Step 1: Sample recent runs

For this example, we will randomly sample from the past day's runs. You can take a much larger sample, depending on your needs.

import random
from datetime import datetime, timedelta

from langsmith import Client

# Update these values to match your project
# and run schema.
project_name = "my-project"
input_key = "question"
max_to_analyze = 10_000
yesterday = datetime.now() - timedelta(days=1)

client = Client()
runs = list(
client.list_runs(
project_name=project_name,
start_time=yesterday,
execution_order=1, # Ignore child runs
)
)

inputs = [str(run.inputs[input_key]) for run in runs if input_key in run.inputs]
sampled = inputs
if len(inputs) > max_to_analyze:
sampled = random.sample(sampled, max_to_analyze)

Step 2: Embed the inputs for clustering

Embeddings provide vector representations of text that we can use to cluster semantically similar inputs.

import numpy as np
from langchain.embeddings import OpenAIEmbeddings

embedder = OpenAIEmbeddings()
embeddings = embedder.embed_documents(sampled)
arr = np.stack(embeddings)

Now, cluster the embeddings:

from sklearn.cluster import KMeans

# Reduce n_clusters in case you're trying this walkthrough out on a small project
n_clusters = min(10, len(sampled)//4)

kmeans = KMeans(n_clusters=n_clusters, n_init='auto', init="k-means++", random_state=42)
kmeans.fit(arr)

Step 3: Summarize each cluster

Now it's time to produce the summaries! We will use Claude-2 using the ChatAnthropic model with a 100k token context window. You can check out the prompt we're using on the hub.

import anthropic
from langchain import hub
from langchain.chat_models import ChatAnthropic
from langchain.schema.output_parser import StrOutputParser


def _truncate_inputs(input_logs: list) -> str:
max_prompt_tokens = 80_000
# Truncate to max_prompt_tokens
tokenizer = anthropic.Anthropic().get_tokenizer()
inputs = "\n\n".join(input_logs)
truncated_ids = tokenizer.encode(inputs).ids[:max_prompt_tokens]
return {
"logs": tokenizer.decode(truncated_ids)
}

prompt = hub.pull("wfh/summarize_logs")
chain = (
_truncate_inputs
| prompt
| ChatAnthropic(
model="claude-2",
temperature=1,
max_tokens_to_sample=1000,
)
| StrOutputParser()
)

input_arr = np.array(sampled)
batch_inputs = [
input_arr[kmeans.labels_ == i] for i in range(n_clusters)
]
summaries = chain.batch(batch_inputs, {"max_concurrency": 2})
for summary in summaries:
print(summary)

Congratulations!

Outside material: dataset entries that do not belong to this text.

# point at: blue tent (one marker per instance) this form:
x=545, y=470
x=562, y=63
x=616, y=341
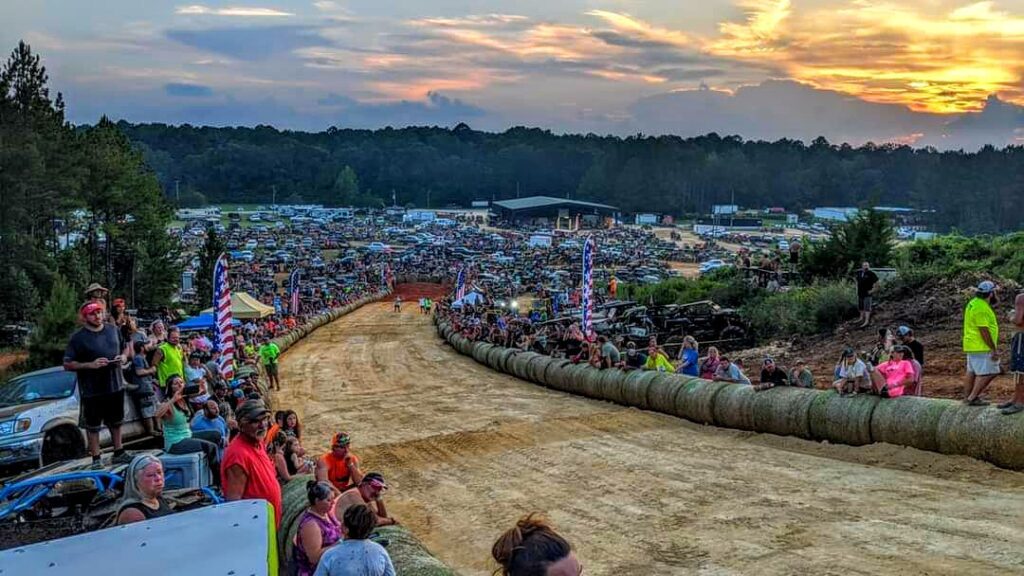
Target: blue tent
x=202, y=322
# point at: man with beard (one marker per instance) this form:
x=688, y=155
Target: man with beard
x=246, y=470
x=981, y=339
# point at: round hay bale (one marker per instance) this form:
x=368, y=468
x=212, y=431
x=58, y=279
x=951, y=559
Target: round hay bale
x=480, y=352
x=983, y=434
x=734, y=407
x=842, y=419
x=409, y=556
x=504, y=358
x=293, y=503
x=662, y=392
x=588, y=381
x=784, y=411
x=909, y=420
x=695, y=401
x=536, y=368
x=611, y=384
x=635, y=387
x=556, y=373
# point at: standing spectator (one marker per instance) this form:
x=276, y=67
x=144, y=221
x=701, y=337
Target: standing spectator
x=95, y=354
x=689, y=358
x=981, y=338
x=534, y=548
x=169, y=358
x=905, y=335
x=801, y=376
x=356, y=554
x=1017, y=360
x=866, y=279
x=247, y=470
x=268, y=354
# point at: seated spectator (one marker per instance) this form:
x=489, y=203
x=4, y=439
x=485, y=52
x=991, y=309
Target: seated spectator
x=771, y=376
x=689, y=358
x=534, y=548
x=801, y=376
x=356, y=554
x=657, y=360
x=318, y=529
x=370, y=492
x=610, y=357
x=635, y=359
x=339, y=466
x=177, y=436
x=709, y=366
x=209, y=419
x=891, y=377
x=290, y=424
x=143, y=491
x=730, y=372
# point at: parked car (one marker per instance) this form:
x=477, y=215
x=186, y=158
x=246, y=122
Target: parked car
x=39, y=419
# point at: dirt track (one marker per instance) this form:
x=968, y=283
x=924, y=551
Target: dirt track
x=468, y=450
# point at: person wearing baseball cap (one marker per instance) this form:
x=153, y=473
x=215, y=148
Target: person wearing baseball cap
x=94, y=353
x=369, y=491
x=246, y=469
x=981, y=339
x=339, y=466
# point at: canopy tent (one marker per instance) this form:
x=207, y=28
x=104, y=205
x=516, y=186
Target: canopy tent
x=204, y=321
x=471, y=298
x=245, y=306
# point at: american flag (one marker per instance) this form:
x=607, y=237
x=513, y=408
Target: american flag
x=222, y=317
x=293, y=289
x=460, y=284
x=588, y=285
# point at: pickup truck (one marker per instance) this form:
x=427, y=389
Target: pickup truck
x=39, y=419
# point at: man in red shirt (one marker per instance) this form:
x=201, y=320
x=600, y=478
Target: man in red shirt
x=246, y=469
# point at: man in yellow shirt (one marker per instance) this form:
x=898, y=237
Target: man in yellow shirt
x=981, y=338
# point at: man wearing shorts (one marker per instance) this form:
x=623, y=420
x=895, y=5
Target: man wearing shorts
x=95, y=354
x=981, y=338
x=866, y=279
x=1017, y=360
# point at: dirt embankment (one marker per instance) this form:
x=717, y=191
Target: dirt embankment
x=468, y=450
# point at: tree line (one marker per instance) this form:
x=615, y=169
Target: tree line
x=971, y=192
x=77, y=205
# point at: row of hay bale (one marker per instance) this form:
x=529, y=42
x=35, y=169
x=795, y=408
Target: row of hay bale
x=408, y=554
x=935, y=424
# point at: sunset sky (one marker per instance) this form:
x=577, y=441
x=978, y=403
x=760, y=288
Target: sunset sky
x=925, y=72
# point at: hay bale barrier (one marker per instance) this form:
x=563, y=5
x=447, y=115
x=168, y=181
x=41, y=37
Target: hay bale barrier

You have now clustered and summarized user activity for an application.

This is just a simple example of how to use LangChain to analyze your application logs. You will likely want to combine this with other techniques, such as run filtering to select relevant examples. You can also update the prompt to ask more targed questions or to provide additional context.